The project analyses this basic epistemological problem in the context of two specific practical case studies, as well as in the theoretical context of discussions of scientific realism. The first case study concerns taking account of the reliability of eyewitnesses in courtrooms, and the second concerns taking account of the reliability of scientific experts on climate change. The work in this project will inform efforts to evaluate and improve current procedures for evidence assessment in scientific and legal domains. Interfacing with practitioners in these areas will be facilitated by involvement in the Kenniscentrum Filosofie Groningen, which has worked with the legal profession in the Groningen area, the Society for Risk Analysis and Glocomnet, a network with a focus on dealing with uncertainty in decision-making in a complex world.

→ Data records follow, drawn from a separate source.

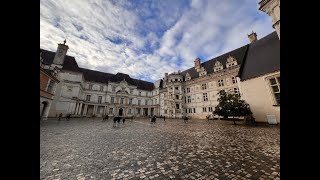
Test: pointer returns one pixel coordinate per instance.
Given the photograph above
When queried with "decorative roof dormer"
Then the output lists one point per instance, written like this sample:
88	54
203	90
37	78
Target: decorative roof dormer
197	64
231	61
188	77
202	72
217	66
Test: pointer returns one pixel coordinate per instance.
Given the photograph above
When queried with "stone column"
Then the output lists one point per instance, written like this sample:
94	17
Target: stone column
85	109
80	107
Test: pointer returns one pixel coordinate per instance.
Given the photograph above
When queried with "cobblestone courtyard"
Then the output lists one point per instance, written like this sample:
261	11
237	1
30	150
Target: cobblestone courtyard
92	149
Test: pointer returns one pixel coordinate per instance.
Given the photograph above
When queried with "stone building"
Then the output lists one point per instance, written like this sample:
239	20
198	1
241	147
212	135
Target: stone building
48	83
192	92
253	71
84	92
260	78
272	8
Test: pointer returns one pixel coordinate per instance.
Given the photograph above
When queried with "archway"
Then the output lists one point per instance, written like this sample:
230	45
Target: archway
120	111
43	110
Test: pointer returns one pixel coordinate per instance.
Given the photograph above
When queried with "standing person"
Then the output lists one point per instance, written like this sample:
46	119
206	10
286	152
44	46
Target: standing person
185	119
118	118
60	116
115	121
154	119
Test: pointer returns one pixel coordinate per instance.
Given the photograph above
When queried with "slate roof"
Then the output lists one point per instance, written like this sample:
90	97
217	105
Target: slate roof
95	76
239	54
263	57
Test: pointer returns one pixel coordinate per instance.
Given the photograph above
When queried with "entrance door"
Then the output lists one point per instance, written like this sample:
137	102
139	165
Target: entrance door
120	111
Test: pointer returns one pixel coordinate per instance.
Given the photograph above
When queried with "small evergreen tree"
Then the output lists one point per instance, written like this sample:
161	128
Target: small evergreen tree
231	105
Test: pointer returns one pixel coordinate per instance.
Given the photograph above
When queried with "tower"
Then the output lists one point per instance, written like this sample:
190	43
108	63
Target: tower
60	54
272	8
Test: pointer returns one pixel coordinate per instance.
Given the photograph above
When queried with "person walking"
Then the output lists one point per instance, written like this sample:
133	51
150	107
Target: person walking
185	119
60	116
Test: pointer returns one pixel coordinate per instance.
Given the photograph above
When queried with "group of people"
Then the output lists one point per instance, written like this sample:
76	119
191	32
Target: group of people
68	116
118	119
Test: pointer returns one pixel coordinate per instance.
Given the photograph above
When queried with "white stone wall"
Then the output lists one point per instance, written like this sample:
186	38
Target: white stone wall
258	94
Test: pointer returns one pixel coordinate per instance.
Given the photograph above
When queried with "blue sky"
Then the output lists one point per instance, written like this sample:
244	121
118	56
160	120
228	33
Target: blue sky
147	38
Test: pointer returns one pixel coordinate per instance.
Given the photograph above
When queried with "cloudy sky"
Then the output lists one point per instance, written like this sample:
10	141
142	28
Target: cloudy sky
147	38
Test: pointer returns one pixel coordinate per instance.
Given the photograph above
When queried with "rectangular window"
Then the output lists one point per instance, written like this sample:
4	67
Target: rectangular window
50	86
205	96
204	86
220	83
88	97
121	100
189	99
234	80
275	86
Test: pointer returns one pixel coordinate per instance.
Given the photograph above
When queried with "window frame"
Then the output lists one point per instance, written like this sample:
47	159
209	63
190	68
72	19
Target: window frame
270	86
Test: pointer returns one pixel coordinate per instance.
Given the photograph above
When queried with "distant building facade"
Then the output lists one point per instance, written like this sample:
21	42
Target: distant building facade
253	71
48	83
84	92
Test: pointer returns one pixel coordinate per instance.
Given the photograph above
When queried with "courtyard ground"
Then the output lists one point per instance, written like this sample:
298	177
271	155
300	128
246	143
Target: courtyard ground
92	149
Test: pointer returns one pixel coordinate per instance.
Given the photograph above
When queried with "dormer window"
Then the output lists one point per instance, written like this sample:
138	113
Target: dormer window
188	77
217	66
231	61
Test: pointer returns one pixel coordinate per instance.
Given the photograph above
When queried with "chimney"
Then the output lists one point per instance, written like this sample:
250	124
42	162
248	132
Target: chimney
60	54
252	37
197	63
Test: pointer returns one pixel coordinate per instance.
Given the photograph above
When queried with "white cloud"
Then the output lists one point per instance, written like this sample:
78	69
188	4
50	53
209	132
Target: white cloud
118	36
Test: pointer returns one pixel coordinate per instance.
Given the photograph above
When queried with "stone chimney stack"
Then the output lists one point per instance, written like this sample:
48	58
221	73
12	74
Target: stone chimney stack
60	54
252	37
197	63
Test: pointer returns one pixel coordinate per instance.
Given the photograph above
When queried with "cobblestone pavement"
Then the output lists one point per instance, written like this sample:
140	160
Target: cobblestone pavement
91	149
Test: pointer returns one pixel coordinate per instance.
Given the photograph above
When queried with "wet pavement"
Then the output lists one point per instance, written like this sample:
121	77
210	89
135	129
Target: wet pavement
93	149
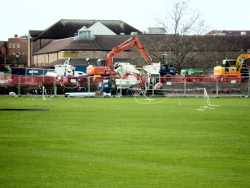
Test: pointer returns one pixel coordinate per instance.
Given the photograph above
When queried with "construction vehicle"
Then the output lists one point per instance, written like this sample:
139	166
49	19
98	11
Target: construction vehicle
234	68
108	69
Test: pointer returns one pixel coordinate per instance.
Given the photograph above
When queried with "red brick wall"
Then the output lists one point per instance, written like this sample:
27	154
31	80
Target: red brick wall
17	50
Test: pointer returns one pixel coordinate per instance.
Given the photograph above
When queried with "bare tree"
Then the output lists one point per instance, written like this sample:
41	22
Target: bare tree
181	23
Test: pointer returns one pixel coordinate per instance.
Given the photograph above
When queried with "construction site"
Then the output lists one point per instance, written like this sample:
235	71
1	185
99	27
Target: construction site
84	66
99	103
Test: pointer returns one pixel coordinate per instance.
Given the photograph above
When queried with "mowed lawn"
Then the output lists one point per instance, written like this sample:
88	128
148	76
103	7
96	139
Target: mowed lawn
124	142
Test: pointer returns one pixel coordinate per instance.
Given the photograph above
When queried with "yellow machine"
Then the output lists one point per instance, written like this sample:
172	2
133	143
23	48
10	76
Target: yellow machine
235	68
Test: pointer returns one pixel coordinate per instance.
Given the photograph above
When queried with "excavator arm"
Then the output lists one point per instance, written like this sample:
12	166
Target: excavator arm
133	42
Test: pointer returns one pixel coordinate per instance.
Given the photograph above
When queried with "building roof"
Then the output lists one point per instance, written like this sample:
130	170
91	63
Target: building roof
65	28
35	33
100	43
151	42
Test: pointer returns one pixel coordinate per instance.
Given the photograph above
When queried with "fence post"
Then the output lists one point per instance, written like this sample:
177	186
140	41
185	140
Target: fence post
88	83
185	86
55	87
19	86
217	87
248	88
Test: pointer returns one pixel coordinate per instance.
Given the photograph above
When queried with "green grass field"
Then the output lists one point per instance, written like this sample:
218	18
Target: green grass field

In the context of scientific realism, the role of reliability is central to the issue of whether the debate should be conducted at a local or a global level (Henderson, forthcoming 2018).

Frameworks in science

Scientific theories can be regarded as organised into hierarchies, with higher levels sometimes called ‘paradigms’ or ‘frameworks’, and lower levels encoding more specific or concrete hypotheses. Together with cognitive scientists Josh Tenenbaum and Noah Goodman, and the philosopher of science Jim Woodward, I showed how this hierarchical picture of theories can be integrated with a Bayesian approach to confirmation. In Henderson et al. 2010, we argued that the evaluation of frameworks can be evidence-driven, despite claims to the contrary by authors such as Thomas Kuhn.

Building on this work, I have argued for a new way of understanding the evidential basis for Inference to the Best Explanation (IBE) based on hierarchical Bayesian models (Henderson 2013, Henderson 2017). The main message is that IBE is firmly based on rational procedures for evaluating evidence. This new picture of the relationship between IBE and evidential support has important implications for arguments for scientific realism. This is the subject of my ongoing research in this area.

Philosophy of physics

Prior to pursuing a career in philosophy, I did a PhD and a post-doc in quantum information theory (see my publications in this area here). Quantum information theory is a new cross-disciplinary field which brings together theoretical and experimental quantum physics with computer science, logic and information theory. I have ongoing research interests in what we can learn from quantum information theory about traditional foundational problems in quantum mechanics. In particular, I have looked at what implications the ongoing efforts to reformulate the foundations of quantum mechanics in terms of information-theoretic principles have for interpretation of the theory (Henderson, submitted). This forms part of a general interest in the conceptual implications of reformulation or reaxiomatisation of existing physical theories (Henderson 2014 discusses the case of thermodynamics).

Other projects

The problem of induction

I have just written a new version of the Stanford encyclopedia article on Hume’s Problem of Induction.

PhD supervision

I am supervising the PhD dissertation of Joost Schreuder on ‘Moral capacities and evidence from psychopathy’ (together with Jan-Willem Romeijn and Daan Evers)

I recently co-supervised the now completed PhD dissertation of Max Bialek, ‘Relative and objective, on balance: detailing the Best Systems account of laws’ (jointly with Jan-Willem Romeijn and Aidan Lyon).